What's the difference between a man and E.T.? E.T. phones home.
What do you call a married man vacuuming? Doing what he's told...
My wife just yells from upstairs and asks "Do you ever get a shooting pain across your body, like someone's got a voodoo doll of you and they're stabbing it?"
Sounding concerned, I reply, "No..."
A few seconds of silence, and then she shouts: "How about now?"
Women spend more time wondering what men are thinking than men spend thinking.
“Gravity is the story of how George Clooney would rather float away into space and die than spend one more minute with a woman his own age”
Why do doctors slap babies' bums right after they're born? To knock the penises off the smart ones.
Love is blind.
Marrying a man, on the other hand, is a real eye opener.
What’s the difference between a clitoris and a golf ball?
A man will actually look for a golf ball.
Why do men get their great ideas in bed? Because their plugged into a genius!
My boyfriend told me once that I need to be more affectionate.
Now I have two boyfriends.
A doctor tells a woman she can no longer touch anything alcoholic. So she gets a divorce...
Husband: Who do you like better, a smart guy or a handsome guy?
Wife: Neither. I only like you.
How is a man like a gun?
Keep one around long enough, and you’ll definitely want to shoot him.
Why are men like cars? Because they always pull out before they check to see if anyone else is cumming.
A third-grade teacher is getting to know her pupils on the first day of school.
She turns to one little girl and says, ‘And what does your daddy do?’
The girl replies, ‘Whatever Mummy tells him to.’
What do you give a man with everything? Penicillin.
Time waits for no man, time is obviously a woman.
Why do so few men end up in Heaven? They never stop to ask for directions
Husband: "Want a quickie?"
Wife: "As opposed to what?"
My ex husband went to a colonoscopy the other day.
Good news: They found his head!
Why do men whistle when they're sitting on the toilet? Because it helps them remember which end they need to wipe.
What do men and mascara have in common? They both run at the first sign of emotion.
How do you scare a man? Sneak up behind him and start throwing rice! How is a man like a used car? Both are easy to get, cheap, and unreliable!

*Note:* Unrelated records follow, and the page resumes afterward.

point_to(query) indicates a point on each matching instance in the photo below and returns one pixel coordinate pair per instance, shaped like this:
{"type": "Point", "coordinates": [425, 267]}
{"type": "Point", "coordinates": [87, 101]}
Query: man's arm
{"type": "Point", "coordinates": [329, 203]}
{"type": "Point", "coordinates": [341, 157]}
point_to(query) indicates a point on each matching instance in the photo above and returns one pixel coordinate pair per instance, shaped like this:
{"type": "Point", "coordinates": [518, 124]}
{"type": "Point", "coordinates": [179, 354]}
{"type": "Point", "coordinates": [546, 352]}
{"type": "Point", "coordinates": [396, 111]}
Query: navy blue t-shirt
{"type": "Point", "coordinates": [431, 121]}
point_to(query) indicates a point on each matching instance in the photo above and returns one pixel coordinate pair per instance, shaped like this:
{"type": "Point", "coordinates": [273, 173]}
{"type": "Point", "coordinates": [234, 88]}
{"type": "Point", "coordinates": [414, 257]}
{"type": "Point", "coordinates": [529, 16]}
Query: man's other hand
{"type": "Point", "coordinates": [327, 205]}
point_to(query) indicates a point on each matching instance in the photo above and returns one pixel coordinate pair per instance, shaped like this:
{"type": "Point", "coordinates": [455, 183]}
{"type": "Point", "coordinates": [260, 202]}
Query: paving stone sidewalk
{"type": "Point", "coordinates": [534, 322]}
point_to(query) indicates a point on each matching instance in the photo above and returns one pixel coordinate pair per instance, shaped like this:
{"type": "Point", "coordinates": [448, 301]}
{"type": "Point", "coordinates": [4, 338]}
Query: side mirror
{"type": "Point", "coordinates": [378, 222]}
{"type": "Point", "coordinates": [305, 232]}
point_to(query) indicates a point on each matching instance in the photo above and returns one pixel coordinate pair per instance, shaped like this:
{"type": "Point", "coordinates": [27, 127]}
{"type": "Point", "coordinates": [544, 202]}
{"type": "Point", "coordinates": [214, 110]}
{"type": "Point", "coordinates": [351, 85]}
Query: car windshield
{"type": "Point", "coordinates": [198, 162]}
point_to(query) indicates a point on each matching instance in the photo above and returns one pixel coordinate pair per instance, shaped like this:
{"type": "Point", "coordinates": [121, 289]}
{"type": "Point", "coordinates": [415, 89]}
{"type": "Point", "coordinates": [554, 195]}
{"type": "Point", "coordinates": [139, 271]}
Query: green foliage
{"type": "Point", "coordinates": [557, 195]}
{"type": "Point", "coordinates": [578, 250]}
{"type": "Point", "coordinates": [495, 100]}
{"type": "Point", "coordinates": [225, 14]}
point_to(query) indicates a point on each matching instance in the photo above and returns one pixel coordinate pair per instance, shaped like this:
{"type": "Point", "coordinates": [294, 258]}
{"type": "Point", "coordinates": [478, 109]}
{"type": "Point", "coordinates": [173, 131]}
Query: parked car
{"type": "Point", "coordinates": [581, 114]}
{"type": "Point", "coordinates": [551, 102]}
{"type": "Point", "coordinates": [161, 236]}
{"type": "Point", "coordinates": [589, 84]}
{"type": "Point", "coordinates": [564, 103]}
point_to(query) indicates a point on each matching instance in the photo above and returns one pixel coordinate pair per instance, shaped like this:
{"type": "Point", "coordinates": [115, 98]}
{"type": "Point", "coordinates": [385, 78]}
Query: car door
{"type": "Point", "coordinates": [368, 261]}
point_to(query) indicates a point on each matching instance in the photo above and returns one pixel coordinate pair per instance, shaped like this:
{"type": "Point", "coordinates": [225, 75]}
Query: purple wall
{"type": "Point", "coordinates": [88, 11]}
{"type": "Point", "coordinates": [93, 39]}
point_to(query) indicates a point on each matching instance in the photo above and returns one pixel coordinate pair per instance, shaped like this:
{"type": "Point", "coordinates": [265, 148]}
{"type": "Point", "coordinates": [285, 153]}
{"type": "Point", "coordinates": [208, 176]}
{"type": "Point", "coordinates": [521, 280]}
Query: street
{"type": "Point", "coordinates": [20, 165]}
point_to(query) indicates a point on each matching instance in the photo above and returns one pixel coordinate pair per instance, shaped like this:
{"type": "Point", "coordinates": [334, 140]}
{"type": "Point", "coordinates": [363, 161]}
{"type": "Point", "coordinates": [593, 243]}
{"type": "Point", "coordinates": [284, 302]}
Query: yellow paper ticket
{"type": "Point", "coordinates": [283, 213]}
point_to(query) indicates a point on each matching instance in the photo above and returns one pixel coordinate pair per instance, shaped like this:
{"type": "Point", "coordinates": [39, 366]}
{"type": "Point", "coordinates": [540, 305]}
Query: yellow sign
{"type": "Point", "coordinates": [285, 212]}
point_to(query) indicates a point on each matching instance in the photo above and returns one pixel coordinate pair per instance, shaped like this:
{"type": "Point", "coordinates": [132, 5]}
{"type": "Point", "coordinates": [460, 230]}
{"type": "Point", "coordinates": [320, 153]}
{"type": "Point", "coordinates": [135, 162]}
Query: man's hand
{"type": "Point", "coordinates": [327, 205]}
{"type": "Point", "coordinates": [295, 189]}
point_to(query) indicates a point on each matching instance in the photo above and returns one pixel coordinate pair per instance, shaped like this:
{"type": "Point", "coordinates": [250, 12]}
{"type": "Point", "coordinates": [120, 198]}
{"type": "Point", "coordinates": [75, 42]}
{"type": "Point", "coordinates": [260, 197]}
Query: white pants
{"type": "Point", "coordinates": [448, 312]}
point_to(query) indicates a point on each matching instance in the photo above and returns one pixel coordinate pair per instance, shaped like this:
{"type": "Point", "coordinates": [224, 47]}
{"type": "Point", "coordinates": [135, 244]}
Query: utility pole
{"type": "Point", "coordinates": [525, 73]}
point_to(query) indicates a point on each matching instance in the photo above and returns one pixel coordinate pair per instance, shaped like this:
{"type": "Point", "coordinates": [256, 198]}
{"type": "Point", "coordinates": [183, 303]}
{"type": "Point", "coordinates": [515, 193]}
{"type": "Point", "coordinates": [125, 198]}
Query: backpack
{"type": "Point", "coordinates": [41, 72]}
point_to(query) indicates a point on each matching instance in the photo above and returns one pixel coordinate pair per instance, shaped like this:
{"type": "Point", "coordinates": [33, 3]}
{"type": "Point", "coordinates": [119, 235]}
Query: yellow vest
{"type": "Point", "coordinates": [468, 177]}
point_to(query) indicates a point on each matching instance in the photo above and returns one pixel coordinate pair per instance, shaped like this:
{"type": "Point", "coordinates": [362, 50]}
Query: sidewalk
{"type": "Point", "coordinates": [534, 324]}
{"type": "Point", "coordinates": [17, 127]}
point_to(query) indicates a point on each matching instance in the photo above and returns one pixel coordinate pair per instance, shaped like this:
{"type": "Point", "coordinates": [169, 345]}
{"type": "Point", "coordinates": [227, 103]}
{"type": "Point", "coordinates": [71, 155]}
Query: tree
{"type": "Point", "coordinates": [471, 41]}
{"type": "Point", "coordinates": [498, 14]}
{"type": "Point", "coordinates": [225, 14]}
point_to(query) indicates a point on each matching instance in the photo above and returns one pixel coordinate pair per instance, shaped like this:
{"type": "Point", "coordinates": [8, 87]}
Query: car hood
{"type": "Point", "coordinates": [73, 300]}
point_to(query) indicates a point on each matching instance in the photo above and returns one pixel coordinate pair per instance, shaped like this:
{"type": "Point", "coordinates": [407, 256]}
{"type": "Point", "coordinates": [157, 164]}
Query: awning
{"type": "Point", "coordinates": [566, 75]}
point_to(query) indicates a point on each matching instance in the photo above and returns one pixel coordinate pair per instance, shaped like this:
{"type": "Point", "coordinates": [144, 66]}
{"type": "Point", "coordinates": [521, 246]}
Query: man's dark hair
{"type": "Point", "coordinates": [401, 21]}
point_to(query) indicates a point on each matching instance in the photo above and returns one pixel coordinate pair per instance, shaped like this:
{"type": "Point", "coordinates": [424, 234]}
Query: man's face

You might as well go for a younger guy. Why?
They never mature anyway.
Why do some guys have Red Eyes after se*? Mace.
When would you want a man's company? When he owns it.
Why are all dumb blonde jokes one liners? So men can understand them. Why did God create man before woman? Because you're always supposed to have a rough draft before creating your masterpiece.
What is the difference between a glass of wine and a man? A glass of wine hits the spot everytime.
What's the most common sleeping position of a man? Around. What does a penis and an ego have in common? All men have one!